Genetic memory does not live by basic DNA sequence alone. Decades of research have established the importance of histones and their various post-translational modifications in determining gene activation and passing these changes on to the next generation of cells.

Some of these modifications, such as the triple methylation on lysine 9 of histone 3, H3K9me3 for short, have well-established roles in gene silencing and heterochromatin formation. A lot is known about the enzymes that methylate the histone, but the timing and regulation of this methylation process in the context of a living cell remain elusive.

Gerald Crabtree from Stanford University was frustrated with trying to use in vitro chromatin remodeling assays to address these questions. “You are more or less stuck with artificial templates: short pieces of DNA that bear no relationship to the actual template, which has different histone modifications in different tissues,” he says.

Instead he wanted an approach that would allow him to quickly add and remove a chromatin modification from a locus of choice in a living cell. Together with postdoctoral fellows Oliver Bell and Nathaniel Hathaway, Crabtree brought this idea to life in the form of their chromatin in vivo assay.

Working in mouse embryonic stem cells (ESCs), they targeted the promoter of one Oct4 allele—one of four genes essential for stem cell renewal—with landing sites for either a zinc-finger protein or the DNA binding protein Gal4, and they replaced the first exon of Oct4 with GFP to report gene expression. Next they expressed two fusion proteins: a zinc-finger protein combined with an anchor protein and the histone modifier heterochromatin protein 1 (HP1) fused to a recruiter protein. Adding a small molecule facilitates the rapid association of anchor with recruiter and brings HP1 to the targeted locus on the DNA.

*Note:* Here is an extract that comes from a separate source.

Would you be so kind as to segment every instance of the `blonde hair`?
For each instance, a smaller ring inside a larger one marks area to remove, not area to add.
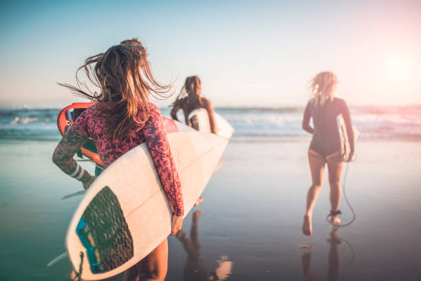
[[[310,88],[314,96],[316,105],[323,105],[330,99],[333,99],[335,86],[338,83],[338,77],[333,73],[326,71],[320,72],[310,82]]]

HP1 binds the lysine 9 on histone 3 and recruits histone methylases, which add methyl groups to adjacent H3 molecules, thus spreading the H3K9me3 mark on chromatin.

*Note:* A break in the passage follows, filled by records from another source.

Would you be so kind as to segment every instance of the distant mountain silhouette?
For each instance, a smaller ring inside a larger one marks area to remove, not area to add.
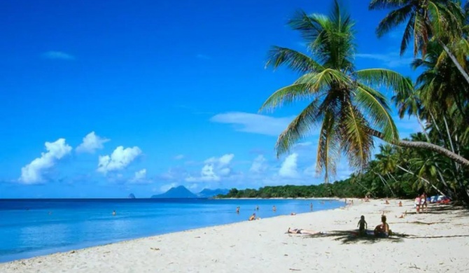
[[[172,188],[161,195],[152,195],[151,198],[197,198],[197,196],[183,186]]]
[[[210,198],[217,196],[218,195],[226,195],[227,193],[228,193],[229,191],[230,190],[225,188],[217,188],[215,190],[204,188],[200,192],[197,193],[197,195],[200,197]]]

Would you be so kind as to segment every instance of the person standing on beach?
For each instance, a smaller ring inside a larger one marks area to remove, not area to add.
[[[358,234],[360,236],[366,235],[366,229],[368,228],[368,224],[365,220],[365,216],[363,215],[360,218],[357,227],[358,227]]]
[[[424,212],[424,206],[425,206],[425,212],[428,212],[428,205],[427,204],[427,195],[424,192],[420,196],[420,208]]]
[[[374,236],[387,237],[389,236],[389,225],[386,223],[386,216],[381,216],[381,225],[374,227]]]
[[[420,195],[417,195],[417,197],[415,197],[414,205],[415,206],[417,214],[420,212]]]

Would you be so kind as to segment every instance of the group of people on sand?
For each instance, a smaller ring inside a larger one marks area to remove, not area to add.
[[[368,227],[368,224],[365,220],[365,216],[361,216],[360,220],[357,224],[358,227],[358,235],[359,236],[366,236],[367,232],[366,230]],[[381,216],[381,224],[377,225],[373,230],[373,234],[376,237],[387,237],[391,234],[391,230],[389,230],[389,225],[386,223],[386,218],[385,215],[382,215]]]
[[[358,224],[358,236],[367,236],[367,228],[368,227],[368,224],[365,220],[365,216],[361,216]],[[287,233],[290,234],[306,234],[310,235],[315,235],[317,234],[324,234],[324,232],[321,231],[315,231],[311,230],[304,230],[301,228],[290,228],[286,232]],[[381,224],[377,225],[373,230],[373,234],[377,237],[385,238],[391,235],[391,230],[389,229],[389,225],[386,223],[386,218],[385,215],[381,216]]]
[[[428,211],[428,204],[427,203],[427,195],[425,192],[421,195],[417,195],[414,201],[414,207],[416,209],[416,213],[419,214],[421,211],[424,212],[424,208],[425,208],[425,211]]]

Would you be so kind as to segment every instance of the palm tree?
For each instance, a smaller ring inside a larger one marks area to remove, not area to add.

After the scientists had ascertained that their modified Oct4 allele itself had no effect on the behavior of the ESCs—because Oct4 is haplosufficient, ESCs can dispense with one allele—they induced HP1 recruitment and monitored silencing of GFP expression and the spreading of H3K9me3 via chromatin immunoprecipitation. Courtney Hodges, a postdoctoral fellow working with Crabtree, derived a mathematical model that allowed them to calculate the rate of H3K9me3 spreading.

After 3 days of permanent HP1 recruitment, they saw a population of cells with a completely silenced Oct4 promoter. In addition to H3K9me3, the scientists also noted an increase in DNA methylation.

“I was surprised,” recalls Crabtree, “that recruiting HP1 also recruits the [DNA] methylation system, but there is evidence that the cross-talk exists and reinforces the degree of repression. It makes it more stable.”

The chromatin in vivo assay allows recruitment of chromatin modifiers to a specific locus in live cells. Credit: Katie Vicari

Oct4 expression is silenced in differentiated cells, but Crabtree and his team wanted to know whether the heterochromatin mark could be erased by active transcription. They generated a mouse from their modified ESCs, isolated embryonic fibroblasts and targeted a transcriptional activator to the silenced Oct4 locus. They saw reactivation of GFP expression after only 24 hours; after 5 days, 10% of the cells were GFP positive. Such reactivation of silent loci is essential during reprogramming when differentiated cells regain a pluripotent state. Crabtree sees more potential applications of the chromatin in vivo assay. “The technique allows the study of the mechanistic underpinnings of reprogramming,” he notes.

For Crabtree, one of the big lessons of this work lay not so much in what they discovered but in what they did not see. “It allows us to predict where the holes are,” he says. When they first developed the model for H3K9me3 spreading, Crabtree recalls being pleased with the result; however, it soon became clear that during the first few hours of HP1 recruitment, something was going on that they did not understand. HP1 is recruited rapidly, but the first H3K9 methylation mark is much slower to appear. Something seems to occupy this locus that first needs to be removed. Crabtree calls this factor the 'nonvisible part' of their assay and has some ideas, such as using RNA interference or small molecule screens, for figuring out what is happening during the first few hours of chromatin silencing.

Now that the histone code can be actively (re)written, much waits to be explored.